In January, Immigration Minister Sean Fraser vowed to eliminate backlogs caused by the COVID-19 pandemic by the end of the year. That was before Canada launched a major response to the refugee crisis sparked by the Russian invasion of Ukraine and approved hundreds of thousands of Ukrainians and their families to come to Canada temporarily to escape the war.

Those efforts, combined with updates to the government's aging technology, have led to longer waits for people who want to come to Canada, Fraser said.

As of the end of July, approximately 1.3 million immigration applications in the system have taken longer to process than the government's service standards dictate they should.

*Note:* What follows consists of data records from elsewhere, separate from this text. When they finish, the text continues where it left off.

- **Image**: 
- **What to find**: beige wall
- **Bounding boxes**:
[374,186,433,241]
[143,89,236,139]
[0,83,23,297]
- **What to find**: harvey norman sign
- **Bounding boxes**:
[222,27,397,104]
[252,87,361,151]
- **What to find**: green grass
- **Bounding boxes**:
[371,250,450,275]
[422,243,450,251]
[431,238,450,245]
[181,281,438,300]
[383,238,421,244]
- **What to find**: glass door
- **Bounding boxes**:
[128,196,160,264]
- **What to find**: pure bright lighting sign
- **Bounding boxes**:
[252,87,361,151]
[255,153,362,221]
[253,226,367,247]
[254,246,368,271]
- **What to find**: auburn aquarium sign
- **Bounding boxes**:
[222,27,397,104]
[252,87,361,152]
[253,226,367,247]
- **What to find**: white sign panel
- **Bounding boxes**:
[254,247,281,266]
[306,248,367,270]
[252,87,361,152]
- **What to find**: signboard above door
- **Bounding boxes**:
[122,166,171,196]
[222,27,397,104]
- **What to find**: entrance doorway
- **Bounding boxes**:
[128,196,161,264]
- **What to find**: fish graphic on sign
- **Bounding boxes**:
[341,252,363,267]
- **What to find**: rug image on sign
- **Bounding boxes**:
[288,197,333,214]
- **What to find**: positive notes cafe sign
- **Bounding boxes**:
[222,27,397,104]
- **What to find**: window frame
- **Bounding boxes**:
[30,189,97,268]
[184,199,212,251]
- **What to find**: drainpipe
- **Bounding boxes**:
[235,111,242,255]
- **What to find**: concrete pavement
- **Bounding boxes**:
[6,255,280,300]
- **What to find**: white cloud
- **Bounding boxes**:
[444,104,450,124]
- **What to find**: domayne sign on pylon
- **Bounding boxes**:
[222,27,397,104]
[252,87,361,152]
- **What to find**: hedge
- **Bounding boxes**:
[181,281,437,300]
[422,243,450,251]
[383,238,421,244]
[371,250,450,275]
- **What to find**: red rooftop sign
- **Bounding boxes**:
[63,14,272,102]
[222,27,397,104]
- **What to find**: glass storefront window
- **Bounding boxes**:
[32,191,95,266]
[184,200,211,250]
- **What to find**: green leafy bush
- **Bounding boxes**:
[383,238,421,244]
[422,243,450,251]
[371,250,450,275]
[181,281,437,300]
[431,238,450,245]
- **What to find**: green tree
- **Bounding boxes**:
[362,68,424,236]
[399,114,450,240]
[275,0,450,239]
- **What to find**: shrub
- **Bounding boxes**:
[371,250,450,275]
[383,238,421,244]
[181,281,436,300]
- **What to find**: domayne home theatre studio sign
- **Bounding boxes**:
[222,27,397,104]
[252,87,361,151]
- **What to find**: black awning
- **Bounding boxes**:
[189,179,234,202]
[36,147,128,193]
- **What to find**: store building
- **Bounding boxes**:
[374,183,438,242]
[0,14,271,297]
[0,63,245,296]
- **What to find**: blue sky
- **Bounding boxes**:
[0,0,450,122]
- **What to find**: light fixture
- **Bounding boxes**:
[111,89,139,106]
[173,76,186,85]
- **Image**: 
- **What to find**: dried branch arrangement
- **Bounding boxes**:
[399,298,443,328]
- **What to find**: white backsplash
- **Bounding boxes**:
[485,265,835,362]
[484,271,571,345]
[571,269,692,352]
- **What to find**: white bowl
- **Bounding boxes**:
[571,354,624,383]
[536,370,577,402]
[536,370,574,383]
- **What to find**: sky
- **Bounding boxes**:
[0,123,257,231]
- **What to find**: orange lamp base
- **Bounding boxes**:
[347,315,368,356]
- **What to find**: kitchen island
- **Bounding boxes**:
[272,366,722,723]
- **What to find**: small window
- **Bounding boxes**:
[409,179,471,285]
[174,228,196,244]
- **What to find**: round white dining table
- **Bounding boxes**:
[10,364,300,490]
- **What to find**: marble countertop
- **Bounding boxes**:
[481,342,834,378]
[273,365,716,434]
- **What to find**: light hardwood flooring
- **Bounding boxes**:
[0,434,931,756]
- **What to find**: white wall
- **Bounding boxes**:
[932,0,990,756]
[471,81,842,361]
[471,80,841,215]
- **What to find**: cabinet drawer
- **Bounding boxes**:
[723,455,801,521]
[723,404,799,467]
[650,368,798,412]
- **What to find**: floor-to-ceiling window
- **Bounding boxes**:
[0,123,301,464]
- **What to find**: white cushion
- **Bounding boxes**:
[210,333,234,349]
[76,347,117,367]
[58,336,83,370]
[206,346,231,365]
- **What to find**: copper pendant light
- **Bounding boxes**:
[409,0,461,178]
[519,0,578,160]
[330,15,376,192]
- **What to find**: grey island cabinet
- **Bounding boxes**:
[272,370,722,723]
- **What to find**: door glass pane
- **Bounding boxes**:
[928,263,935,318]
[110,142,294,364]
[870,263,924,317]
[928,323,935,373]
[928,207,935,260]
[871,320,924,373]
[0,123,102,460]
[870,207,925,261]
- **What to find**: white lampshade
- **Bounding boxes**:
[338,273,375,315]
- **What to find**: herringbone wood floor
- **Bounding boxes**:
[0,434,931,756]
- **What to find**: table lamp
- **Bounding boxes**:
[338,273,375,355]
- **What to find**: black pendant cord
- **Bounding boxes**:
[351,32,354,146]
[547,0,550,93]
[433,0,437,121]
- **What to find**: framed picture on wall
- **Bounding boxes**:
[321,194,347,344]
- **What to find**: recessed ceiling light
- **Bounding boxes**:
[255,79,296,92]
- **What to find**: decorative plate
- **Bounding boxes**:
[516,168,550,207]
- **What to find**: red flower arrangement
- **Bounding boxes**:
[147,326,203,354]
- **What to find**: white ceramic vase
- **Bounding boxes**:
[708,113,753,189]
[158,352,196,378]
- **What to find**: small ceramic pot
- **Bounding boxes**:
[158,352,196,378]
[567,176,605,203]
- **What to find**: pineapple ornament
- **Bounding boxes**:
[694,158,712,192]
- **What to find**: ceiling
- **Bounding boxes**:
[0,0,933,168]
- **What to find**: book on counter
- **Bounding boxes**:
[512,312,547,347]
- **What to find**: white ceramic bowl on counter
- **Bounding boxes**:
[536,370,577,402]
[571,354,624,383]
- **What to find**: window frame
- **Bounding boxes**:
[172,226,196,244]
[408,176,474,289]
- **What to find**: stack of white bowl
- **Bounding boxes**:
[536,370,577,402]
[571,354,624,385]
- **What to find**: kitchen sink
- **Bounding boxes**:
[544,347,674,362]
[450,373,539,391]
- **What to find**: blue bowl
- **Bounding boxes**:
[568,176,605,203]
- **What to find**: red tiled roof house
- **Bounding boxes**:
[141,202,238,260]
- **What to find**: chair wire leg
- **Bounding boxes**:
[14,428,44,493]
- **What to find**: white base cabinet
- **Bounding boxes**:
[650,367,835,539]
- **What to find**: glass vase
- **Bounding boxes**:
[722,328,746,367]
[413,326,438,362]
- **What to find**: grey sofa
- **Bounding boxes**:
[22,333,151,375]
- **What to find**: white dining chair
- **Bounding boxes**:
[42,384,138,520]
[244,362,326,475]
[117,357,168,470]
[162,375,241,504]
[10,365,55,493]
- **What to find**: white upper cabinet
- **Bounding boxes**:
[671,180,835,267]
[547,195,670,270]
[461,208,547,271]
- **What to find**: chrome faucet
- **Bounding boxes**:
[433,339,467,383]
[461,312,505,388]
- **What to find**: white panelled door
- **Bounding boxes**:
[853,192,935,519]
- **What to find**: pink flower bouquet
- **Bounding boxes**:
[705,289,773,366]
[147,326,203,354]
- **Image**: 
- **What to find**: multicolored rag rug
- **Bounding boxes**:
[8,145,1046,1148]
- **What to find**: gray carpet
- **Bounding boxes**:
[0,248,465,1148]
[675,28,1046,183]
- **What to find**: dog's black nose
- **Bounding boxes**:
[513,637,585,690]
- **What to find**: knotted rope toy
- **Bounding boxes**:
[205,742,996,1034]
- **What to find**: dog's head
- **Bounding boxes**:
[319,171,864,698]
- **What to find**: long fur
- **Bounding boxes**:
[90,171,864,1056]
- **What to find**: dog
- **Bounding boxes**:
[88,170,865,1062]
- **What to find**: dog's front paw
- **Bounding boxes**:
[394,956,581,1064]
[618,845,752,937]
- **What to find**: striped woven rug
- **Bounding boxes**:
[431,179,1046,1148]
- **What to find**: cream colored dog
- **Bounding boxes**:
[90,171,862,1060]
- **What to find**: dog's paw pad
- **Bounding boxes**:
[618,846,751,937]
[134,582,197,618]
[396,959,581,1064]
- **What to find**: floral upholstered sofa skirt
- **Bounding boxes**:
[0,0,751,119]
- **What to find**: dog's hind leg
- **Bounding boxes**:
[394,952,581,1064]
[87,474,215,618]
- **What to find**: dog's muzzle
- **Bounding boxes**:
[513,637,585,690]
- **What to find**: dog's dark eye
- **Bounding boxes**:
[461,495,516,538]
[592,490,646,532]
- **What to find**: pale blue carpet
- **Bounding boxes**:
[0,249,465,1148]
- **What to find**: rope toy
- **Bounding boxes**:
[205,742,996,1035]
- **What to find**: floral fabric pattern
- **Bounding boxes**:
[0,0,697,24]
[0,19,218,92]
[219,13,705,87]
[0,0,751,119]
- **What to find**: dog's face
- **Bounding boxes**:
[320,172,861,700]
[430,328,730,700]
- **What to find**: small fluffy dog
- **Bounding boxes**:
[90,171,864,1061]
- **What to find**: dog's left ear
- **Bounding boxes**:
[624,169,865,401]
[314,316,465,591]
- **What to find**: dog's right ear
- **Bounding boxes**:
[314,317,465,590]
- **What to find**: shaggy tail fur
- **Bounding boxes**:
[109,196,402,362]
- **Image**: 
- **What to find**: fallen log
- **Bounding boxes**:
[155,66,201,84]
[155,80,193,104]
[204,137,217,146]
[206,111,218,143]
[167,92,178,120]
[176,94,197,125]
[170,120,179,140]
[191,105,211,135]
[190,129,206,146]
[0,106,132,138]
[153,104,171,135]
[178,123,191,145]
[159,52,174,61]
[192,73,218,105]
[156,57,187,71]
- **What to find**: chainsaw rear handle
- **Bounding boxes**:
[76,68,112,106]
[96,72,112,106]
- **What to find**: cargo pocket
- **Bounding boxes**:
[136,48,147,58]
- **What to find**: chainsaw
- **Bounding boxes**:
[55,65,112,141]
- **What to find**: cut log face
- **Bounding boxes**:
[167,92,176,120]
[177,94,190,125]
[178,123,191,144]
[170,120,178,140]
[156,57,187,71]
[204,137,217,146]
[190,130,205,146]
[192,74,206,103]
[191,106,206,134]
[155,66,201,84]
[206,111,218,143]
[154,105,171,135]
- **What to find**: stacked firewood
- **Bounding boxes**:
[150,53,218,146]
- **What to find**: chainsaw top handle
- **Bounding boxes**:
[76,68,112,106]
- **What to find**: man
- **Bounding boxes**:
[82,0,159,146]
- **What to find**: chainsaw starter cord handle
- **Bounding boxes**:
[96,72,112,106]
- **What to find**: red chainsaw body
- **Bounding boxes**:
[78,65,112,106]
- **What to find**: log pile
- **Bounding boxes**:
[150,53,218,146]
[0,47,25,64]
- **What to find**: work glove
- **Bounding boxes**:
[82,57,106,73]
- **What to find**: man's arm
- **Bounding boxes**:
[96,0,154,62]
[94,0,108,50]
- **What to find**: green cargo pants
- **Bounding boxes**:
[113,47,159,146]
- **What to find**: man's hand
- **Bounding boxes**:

That's about 54 per cent of all the pending applications in the system.

In an interview with The Canadian Press, Fraser said the department may need a few extra months before all immigration streams are back to normal processing times.

“Based on what we're looking at right now, we shouldn't be too, too far off the projection of getting back to service standards for work and study permits by the end of this year, and I expect that within a few months of that the visitors visas will be back to service standards,” Fraser said.

That's barring any new international disasters, he said.

NDP Immigration critic Jenny Kwan said the minister's optimism is of little comfort to people who have spent months or even years languishing in the system.

“I find it astounding that the minister would talk glowingly about the work that he's doing, meanwhile, there's so many people who are struggling, who are suffering as a result of immigration processing delays,” Kwan said in an interview.

She wrote a joint letter with NDP Leader Jagmeet Singh to Prime Minister Justin Trudeau to express their concerns about the “utter chaos” at Immigration, Refugees and Citizenship Canada.

Fraser said the Canadian immigration system is seeing unprecedented demand, in addition to humanitarian crises.

As of July 31, Immigration, Refugees and Citizenship Canada had issued more than 349,000 new work permits this year, compared to 199,000 in all of 2021.

At a news conference Wednesday, Fraser announced the Immigration Department is in the midst of a hiring spree to bring 1,250 new employees on board by the end of the fall to tackle the massive backlogs in processing applications and the increased demand.

Fraser said the new hires have so far allowed the government to get wait times back on track for new applicants to the express entry permanent residence program, the main economic stream for new permanent residents to Canada.

“In the weeks and months ahead there's going to be a series of new measures that we're going to be releasing that's going to help bring workers here more quickly, make it simpler for families to be reunited with their loved ones, and to hold ourselves accountable by being transparent,” Fraser said at the news conference outside the Vancouver Convention Centre.

The backlogs have been of growing concern since shortly after the COVID-19 pandemic began, when health restrictions made borders more difficult to cross and immigration slowed considerably.

At the end of last year, the government dedicated $85 million to reducing wait times. Another $187.3 million was set aside for the next five years in the 2022 budget.

In June, the prime minister announced ministers would form a task force to deal with growing delays for immigration applications and other government services.

Conservative immigration critic Jasraj Singh Hallan says he has little faith the added resources will translate into meaningful change.

“This is the Liberal pattern, throw more money at a problem, create a bloated public service costing taxpayers more, and get no results,” Hallan said in a statement.

“Newcomers, Canadians, and businesses deserve better than Liberal-made backlogs and more empty promises.”